Ce subtil raisonnement parut plaire à Tahoutaguète qui, après l'avoir repassé à plusieurs reprises à travers les circonvolutions de sa cervelle indienne, approuva par de petits hochements de tête.
– J'ai toujours pensé que cet Outtaké est un peu fou. Sa haine l'égaré. Swanissit, lui, est un sage. Il veut sauver l'avenir des Cinq Nations et il lui est apparu que tu pourrais l'y aider.
– Je l'y aiderai, dit Peyrac en posant sa main sur celle du sauvage.
Il jugeait inutile, pour l'instant, de lui demander des explications au sujet de l'attaque des Cayugas dans le sud.
– Retourne dans la forêt et dit à Swanissit de continuer à me faire confiance.
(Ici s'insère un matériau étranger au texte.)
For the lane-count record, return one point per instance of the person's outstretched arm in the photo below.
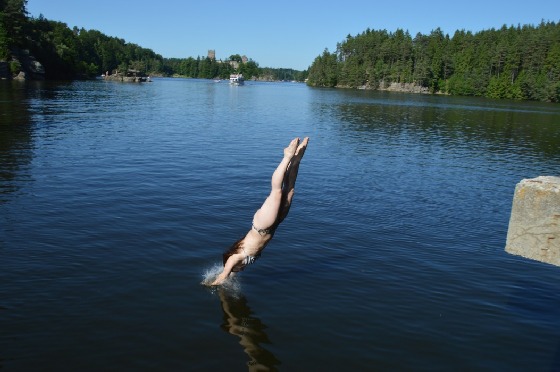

Je vais faire en sorte de hâter le départ de la plupart des Indiens qui campent autour de mon poste et je vais essayer d'obtenir une trêve pour vous, de la part des officiers français, afin qu'ils laissent passer le fleuve à vos guerriers. Dans deux jours, nous vous ferons savoir si les Français acceptent la trêve et si vos Principaux peuvent se présenter sans danger devant Katarunk.
Le messager iroquois se leva et, après avoir renforcé avec un peu de charbon de bois le maquillage de suie qui lui avait permis de se rendre invisible dans la nuit, il écarta d'un coup de macassin les braises du foyer et d'un souple élan se hissa dans la cheminée. Ils restèrent immobiles un long moment attendant les cris qui auraient trahi la curée des sauvages lancés sur la piste de l'ennemi découvert. Mais rien ne vint.